Department of Statistics, University of California at Berkeley, Berkeley, CA 94720-3860, USA.
Biostatistics. 2012 Jul;13(3):539-52. doi: 10.1093/biostatistics/kxr034. Epub 2011 Nov 17.
Microarray expression studies suffer from the problem of batch effects and other unwanted variation. Many methods have been proposed to adjust microarray data to mitigate the problems of unwanted variation. Several of these methods rely on factor analysis to infer the unwanted variation from the data. A central problem with this approach is the difficulty in discerning the unwanted variation from the biological variation that is of interest to the researcher. We present a new method, intended for use in differential expression studies, that attempts to overcome this problem by restricting the factor analysis to negative control genes. Negative control genes are genes known a priori not to be differentially expressed with respect to the biological factor of interest. Variation in the expression levels of these genes can therefore be assumed to be unwanted variation. We name this method "Remove Unwanted Variation, 2-step" (RUV-2). We discuss various techniques for assessing the performance of an adjustment method and compare the performance of RUV-2 with that of other commonly used adjustment methods such as Combat and Surrogate Variable Analysis (SVA). We present several example studies, each concerning genes differentially expressed with respect to gender in the brain and find that RUV-2 performs as well or better than other methods. Finally, we discuss the possibility of adapting RUV-2 for use in studies not concerned with differential expression and conclude that there may be promise but substantial challenges remain.

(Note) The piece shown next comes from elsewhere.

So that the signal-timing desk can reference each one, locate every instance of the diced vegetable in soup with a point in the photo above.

微阵列表达研究受到批次效应和其他非期望变异的问题的困扰。已经提出了许多方法来调整微阵列数据以减轻非期望变异的问题。这些方法中的一些依赖于因子分析从数据中推断非期望的变异。这种方法的一个核心问题是难以从研究人员感兴趣的生物学变异中辨别非期望的变异。我们提出了一种新的方法,旨在用于差异表达研究,通过将因子分析限制在负对照基因上来尝试克服这个问题。负对照基因是事先已知相对于感兴趣的生物学因子没有差异表达的基因。因此,可以假定这些基因表达水平的变化是非期望的变异。我们将这种方法命名为“去除非期望变异,2 步”(RUV-2)。我们讨论了评估调整方法性能的各种技术,并将 RUV-2 的性能与其他常用的调整方法(如 Combat 和 Surrogate Variable Analysis(SVA))进行了比较。我们提出了几个示例研究,每个研究都涉及大脑中与性别差异表达的基因,发现 RUV-2 的性能与其他方法一样好或更好。最后,我们讨论了将 RUV-2 适用于不涉及差异表达的研究的可能性,并得出结论,虽然可能有希望,但仍存在重大挑战。